While our study and the bulk of the published literature provides reassurance that the presence of LCIS in association with invasive or in situ carcinoma should not be considered when assessing patient suitability for BCT or the need for re-excision, studies of pure LCIS indicate that the time to development of cancer after a diagnosis of LCIS may be extremely prolonged. In the study of Rosen et al. the average interval to the development of cancer was 20.4 years after biopsy3
, although in the study of Page et al. 75% of cancers developed within 15 years of biopsy.21
The median follow-up of our study was 5.2 years, so we cannot exclude the possibility that with a longer follow-up duration, an impact of LCIS on local recurrence might be observed. However, the time to LR in patients with LCIS (58 months) was significantly shorter than the time to LR in those without LCIS (71 months; p < 0.0001), making it unlikely that further follow-up would change the study outcome. In addition, other published studies have median follow-up periods ranging from 3.9 years to 13.4 years, and those with the longest follow-up periods do not demonstrate an association between LCIS and local recurrence. Our study included patients who were recognized as having LCIS prior to the advent of e-cadherin staining, and the conclusions cannot be extrapolated to patients with uncommon morphologic variants of LCIS, such as pleomorphic LCIS which may not have been classified as LCIS during the time period of our study. Further information on the natural history of these lesions is needed to determine their impact on surgical therapy.

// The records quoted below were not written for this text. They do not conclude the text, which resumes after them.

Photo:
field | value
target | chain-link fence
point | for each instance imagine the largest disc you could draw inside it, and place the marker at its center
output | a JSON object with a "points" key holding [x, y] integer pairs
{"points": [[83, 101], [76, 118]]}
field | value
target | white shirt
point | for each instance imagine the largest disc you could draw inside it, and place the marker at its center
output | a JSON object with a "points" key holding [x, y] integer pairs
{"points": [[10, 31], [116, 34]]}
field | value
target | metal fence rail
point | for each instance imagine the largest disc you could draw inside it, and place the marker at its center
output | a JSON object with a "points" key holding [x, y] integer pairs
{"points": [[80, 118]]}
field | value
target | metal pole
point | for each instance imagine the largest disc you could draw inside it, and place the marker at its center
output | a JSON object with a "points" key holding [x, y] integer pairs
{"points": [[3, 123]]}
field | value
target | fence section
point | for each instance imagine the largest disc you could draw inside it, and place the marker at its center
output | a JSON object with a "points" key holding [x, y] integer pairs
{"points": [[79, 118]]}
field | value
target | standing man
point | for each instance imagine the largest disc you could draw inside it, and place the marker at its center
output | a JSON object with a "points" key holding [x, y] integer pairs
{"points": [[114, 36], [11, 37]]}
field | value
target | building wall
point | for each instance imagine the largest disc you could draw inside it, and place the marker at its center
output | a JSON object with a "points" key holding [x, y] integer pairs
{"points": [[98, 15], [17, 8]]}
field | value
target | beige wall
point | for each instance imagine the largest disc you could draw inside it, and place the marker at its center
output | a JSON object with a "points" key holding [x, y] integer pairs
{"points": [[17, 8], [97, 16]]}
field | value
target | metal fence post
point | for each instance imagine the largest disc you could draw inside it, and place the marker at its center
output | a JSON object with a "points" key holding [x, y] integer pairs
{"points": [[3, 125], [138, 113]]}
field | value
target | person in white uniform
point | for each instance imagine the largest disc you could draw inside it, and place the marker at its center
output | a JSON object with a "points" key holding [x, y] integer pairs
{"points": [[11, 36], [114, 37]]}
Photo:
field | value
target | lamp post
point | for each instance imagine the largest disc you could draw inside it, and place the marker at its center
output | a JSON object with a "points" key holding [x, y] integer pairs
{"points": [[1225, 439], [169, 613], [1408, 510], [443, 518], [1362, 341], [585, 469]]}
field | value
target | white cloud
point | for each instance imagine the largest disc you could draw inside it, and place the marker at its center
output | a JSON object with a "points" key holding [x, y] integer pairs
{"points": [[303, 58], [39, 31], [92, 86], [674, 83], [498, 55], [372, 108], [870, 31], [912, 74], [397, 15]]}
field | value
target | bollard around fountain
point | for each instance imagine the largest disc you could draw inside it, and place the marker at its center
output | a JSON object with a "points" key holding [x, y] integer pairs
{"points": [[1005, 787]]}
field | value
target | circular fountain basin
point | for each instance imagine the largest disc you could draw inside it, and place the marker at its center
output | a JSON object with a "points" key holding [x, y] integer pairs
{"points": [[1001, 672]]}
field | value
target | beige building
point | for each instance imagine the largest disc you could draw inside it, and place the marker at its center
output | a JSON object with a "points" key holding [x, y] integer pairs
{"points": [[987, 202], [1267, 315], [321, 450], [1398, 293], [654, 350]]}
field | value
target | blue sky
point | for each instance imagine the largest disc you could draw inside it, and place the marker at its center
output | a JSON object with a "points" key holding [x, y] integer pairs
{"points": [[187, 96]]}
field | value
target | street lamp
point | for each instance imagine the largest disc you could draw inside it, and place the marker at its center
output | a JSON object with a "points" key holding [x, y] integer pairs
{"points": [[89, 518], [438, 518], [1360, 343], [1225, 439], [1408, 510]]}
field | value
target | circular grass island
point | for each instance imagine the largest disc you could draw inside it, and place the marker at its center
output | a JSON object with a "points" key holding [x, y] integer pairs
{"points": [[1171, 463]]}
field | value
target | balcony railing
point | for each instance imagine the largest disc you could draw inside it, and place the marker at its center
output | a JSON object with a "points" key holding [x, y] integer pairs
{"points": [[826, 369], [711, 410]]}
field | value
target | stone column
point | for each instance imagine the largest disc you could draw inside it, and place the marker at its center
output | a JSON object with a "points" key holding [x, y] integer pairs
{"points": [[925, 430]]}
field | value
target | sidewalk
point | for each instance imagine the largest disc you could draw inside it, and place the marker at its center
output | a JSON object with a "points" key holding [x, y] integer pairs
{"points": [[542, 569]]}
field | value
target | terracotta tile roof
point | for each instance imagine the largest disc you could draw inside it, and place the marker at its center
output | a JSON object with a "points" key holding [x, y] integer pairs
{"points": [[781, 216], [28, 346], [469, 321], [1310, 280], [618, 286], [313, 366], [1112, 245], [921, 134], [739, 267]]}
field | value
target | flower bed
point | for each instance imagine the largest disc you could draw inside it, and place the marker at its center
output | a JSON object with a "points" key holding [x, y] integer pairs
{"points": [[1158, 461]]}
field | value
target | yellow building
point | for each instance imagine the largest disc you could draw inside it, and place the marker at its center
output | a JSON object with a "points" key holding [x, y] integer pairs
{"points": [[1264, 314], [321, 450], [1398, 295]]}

In conclusion, our study did not find a statistically significant increase in LR in patients found to have LCIS co-existent with invasive carcinoma or DCIS treated with breast-conserving surgery and RT. Therefore, we believe that re-excision is not indicated if LCIS is present or close to margin surfaces. As long as final margins are negative for invasive carcinoma or DCIS, patients with LCIS should receive post-operative RT and adjuvant therapy in same manner as those without LCIS, and are appropriate candidates for breast conservation.